Ruda prychnęła. Na cmentarzu nie było nikogo Nikt nie mógł ich więc podsłuchać. Tylko wariaci wybierają takie miejsca spotkań.
- Ernest - powiedziała głośno i wyraźnie, patrząc mu w oczy.
- Ruda - złapał ja za rękę, której, ku jego wielkiej radości, nie schowała za plecami. - Przysięgałaś.
Dziewczyna puściła jego dłoń i nic już więcej nie powiedziała. Chciała odejść, ale Ernest znowu wymówił jej imię. Tak jak ostatnio kiedy dała mu do zrozumienia, że nie myśli o nim na serio. Bo rzeczywiście tak było. Miała narzeczonego. Ciekawa co chłopak ma jej do powiedzenia, odwróciła się i zapytała:
- Tak? Co chcesz mi powiedzieć, Ernest?
- Chciałabym abyś wiedziała, że... - przełknął ślinę i zaczął od początku jakby wypowiedzenie tych dwóch słów kosztowało go więcej niż wskazówki kogo dziewczyna ma tym razem zabić. - Chciałabym abyś wiedziała, że... - powtórzył.
- Ja już wiem - powiedziała Ruda - Myślisz, że słowa są potrzebne? Widzę jak na mnie patrzysz. To się wie, Ernest. Wydaje ci się, że jesteś we mnie zakochany. To tylko zauroczenie. Nic do mnie nie czujesz.

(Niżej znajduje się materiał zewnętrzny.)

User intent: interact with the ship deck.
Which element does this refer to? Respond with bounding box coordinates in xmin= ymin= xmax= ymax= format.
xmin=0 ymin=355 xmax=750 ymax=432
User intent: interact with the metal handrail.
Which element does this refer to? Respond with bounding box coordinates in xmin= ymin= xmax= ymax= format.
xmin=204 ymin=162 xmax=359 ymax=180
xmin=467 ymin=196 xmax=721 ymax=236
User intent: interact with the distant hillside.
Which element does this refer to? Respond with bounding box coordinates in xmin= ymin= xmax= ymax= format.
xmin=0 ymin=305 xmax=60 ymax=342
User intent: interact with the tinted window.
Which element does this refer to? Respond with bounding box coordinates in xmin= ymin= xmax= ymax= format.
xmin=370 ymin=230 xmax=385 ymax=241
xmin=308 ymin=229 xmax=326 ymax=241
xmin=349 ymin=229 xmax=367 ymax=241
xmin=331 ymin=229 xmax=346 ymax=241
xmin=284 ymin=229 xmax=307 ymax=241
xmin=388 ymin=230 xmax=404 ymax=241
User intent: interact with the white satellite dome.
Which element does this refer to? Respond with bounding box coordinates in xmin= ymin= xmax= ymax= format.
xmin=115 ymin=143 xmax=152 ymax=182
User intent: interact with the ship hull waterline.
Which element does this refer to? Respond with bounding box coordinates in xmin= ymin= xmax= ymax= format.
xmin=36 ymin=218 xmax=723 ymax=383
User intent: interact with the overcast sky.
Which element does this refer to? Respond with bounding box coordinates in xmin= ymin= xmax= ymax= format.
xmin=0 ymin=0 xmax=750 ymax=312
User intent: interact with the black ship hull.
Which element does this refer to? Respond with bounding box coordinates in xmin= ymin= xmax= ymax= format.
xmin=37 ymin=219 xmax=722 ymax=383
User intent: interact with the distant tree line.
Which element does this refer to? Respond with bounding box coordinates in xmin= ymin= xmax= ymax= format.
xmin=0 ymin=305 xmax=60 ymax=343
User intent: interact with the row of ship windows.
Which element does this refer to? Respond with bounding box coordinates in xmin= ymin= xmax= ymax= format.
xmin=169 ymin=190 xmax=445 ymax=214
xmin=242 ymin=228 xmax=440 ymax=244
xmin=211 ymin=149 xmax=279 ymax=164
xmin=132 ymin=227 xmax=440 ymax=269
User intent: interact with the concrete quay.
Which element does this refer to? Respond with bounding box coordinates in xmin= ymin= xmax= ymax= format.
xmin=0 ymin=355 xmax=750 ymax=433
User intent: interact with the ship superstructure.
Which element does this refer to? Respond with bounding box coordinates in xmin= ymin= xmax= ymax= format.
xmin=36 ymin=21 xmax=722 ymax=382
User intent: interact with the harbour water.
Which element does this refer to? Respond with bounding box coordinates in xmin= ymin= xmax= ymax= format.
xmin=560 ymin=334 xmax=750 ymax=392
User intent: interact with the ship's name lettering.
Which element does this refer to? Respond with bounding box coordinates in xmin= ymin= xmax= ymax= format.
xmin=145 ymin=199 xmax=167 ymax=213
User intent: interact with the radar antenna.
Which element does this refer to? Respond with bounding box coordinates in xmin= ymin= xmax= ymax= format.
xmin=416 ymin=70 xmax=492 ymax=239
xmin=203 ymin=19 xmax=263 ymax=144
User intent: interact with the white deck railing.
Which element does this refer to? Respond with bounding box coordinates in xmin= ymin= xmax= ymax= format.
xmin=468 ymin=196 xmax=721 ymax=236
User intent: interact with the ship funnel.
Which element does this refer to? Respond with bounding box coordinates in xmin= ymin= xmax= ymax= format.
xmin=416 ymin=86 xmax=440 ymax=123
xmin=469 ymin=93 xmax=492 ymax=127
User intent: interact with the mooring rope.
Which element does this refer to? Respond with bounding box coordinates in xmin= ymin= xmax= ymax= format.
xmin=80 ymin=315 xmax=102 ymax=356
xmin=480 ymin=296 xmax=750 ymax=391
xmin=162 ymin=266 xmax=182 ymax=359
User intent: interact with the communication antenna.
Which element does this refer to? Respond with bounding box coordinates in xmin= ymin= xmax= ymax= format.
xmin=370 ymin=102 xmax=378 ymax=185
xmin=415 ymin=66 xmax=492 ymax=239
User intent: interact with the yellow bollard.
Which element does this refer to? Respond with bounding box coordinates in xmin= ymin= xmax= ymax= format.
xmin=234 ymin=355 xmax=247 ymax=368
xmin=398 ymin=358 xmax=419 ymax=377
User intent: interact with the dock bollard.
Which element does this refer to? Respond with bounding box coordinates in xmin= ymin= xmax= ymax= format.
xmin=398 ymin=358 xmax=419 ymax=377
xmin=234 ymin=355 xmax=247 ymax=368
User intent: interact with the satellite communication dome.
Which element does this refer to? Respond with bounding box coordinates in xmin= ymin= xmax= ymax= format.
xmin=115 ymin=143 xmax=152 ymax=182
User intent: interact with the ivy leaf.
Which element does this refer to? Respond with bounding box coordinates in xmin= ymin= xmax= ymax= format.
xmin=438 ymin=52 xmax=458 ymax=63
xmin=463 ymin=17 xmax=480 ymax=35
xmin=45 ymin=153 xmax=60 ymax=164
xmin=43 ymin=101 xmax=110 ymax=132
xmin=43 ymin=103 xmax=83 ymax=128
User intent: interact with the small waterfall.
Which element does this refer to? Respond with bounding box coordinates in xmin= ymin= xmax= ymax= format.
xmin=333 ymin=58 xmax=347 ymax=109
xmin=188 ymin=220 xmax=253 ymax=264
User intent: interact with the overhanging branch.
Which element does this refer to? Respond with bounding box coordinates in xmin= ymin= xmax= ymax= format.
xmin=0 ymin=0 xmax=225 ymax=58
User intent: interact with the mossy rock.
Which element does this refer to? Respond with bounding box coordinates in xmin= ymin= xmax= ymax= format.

Ernest zbliżył się do dziewczyny i , patrząc jej w oczy, powiedział:
- Ruda... Ja szaleję za tobą! Jesteś dla mnie wszystkim. Kocham cię jak wariat. Jesteś taka piękna... - pogłaskał ja palcem po policzku, a ona zamknęła na chwilę oczy.
- Ernest - roześmiała się - Znajdujemy się na cmentarzu. Jesteś wariatem, wiesz?
- Nie da się ukryć - powiedział chłopak.
Przez chwilę jeszcze było słychać śmiech dziewczyny, a potem oboje zamilkli. Zapadła cisza. Żadne z nich już nic więcej nie powiedziało, bo słowa im już nie wystarczały. Ernest całował ją namiętnie, a ona dała się ponieść słodkiemu zapomnieniu.Oddawała mu pocałunki, nie myśląc w tej chwili o tym, że jest zaręczona. To było coś cudownego. Wokół wciąż wojna, a świat krzyczał z bólu, a oni odkryli jakąś niesamowitą siłę, która ich do siebie przyciągnęła. Siłę, która pozwalała im wstać rano z łóżka i zacząć nowy dzień. Żadne z tej pary nie zdawało sobie sprawy jaką ogromną siłą w tej chwili dysponują. Oboje byli w tej chwili oszołomieni tym co się właśnie stało. Ośmielony pocałunkiem Ernest, położył palec na jej słodkich, kuszących, jak czereśnie, ustach, które chciałby ciągle zrywać.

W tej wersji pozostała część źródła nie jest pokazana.